On Fri, Dec 13, 2019 at 12:15 PM Matthew K. <[email protected]> wrote:

> Job server is running on master node by this:
>
> ./gradlew :runners:spark:job-server:runShadow --gradle-user-home `pwd`
>
> Spark workers (executors) run on separate nodes, sharing /tmp (1GB size)
> in order to be able to access Beam job's MANIFEST. I'm running Python 2.7.
>
> There is no other shared resources between them. A pure Spark job works
> fine on the cluster (as far as I tested a simple one). If I'm not wrong,
> beam job executes with no problem when all master and workers run on the
> same node (but separate containers).
>
> *Sent:* Friday, December 13, 2019 at 1:49 PM
> *From:* "Kyle Weaver" <[email protected]>
> *To:* [email protected]
> *Subject:* Re: Beam's job crashes on cluster
> > Do workers need to talk to job server independent from spark executors?
>
> No, they don't.
>
> From the time stamps in your logs, it looks like the sigbus happened after
> the executor was lost.
>
> Some additional info that might help us establish a chain of causation:
> - the arguments you used to start the job server?

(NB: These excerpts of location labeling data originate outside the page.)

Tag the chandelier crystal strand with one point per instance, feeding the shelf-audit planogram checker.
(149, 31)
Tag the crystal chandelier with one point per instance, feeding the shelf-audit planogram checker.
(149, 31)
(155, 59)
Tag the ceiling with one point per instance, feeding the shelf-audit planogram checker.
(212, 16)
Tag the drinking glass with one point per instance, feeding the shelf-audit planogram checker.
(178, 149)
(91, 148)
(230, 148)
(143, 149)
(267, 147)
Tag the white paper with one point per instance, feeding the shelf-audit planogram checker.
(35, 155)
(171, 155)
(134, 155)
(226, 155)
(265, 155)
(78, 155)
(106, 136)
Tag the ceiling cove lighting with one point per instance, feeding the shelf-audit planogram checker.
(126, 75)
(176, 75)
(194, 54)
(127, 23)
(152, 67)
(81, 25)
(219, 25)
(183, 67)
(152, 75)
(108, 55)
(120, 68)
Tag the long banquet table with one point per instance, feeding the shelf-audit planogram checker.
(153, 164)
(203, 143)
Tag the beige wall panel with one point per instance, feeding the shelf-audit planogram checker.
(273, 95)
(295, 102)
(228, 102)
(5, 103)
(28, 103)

> - the spark cluster deployment setup?
>
> On Fri, Dec 13, 2019 at 8:00 AM Matthew K. <[email protected]> wrote:
>
>> Actually the reason for that error is Job Server/JRE crashes at final
>> stages and service becomes unavailable (note: job is on a very small
>> dataset that is the absence of cluster, will be done in a couple of
>> seconds):
>>
>> 19/12/13 15:22:11 INFO ContextCleaner: Cleaned accumulator 43
>> 19/12/13 15:22:11 INFO ContextCleaner: Cleaned accumulator 295
>> 19/12/13 15:22:11 INFO ContextCleaner: Cleaned accumulator 4
>> 19/12/13 15:22:11 INFO BlockManagerInfo: Removed broadcast_13_piece0 on
>> sparkpi-1576249172021-driver-svc.xyz.svc:7079 in memory (size: 14.4 KB,
>> free: 967.8 MB)
>> 19/12/13 15:22:11 INFO BlockManagerInfo: Removed broadcast_13_piece0 on
>> 192.168.102.238:46463 in memory (size: 14.4 KB, free: 3.3 GB)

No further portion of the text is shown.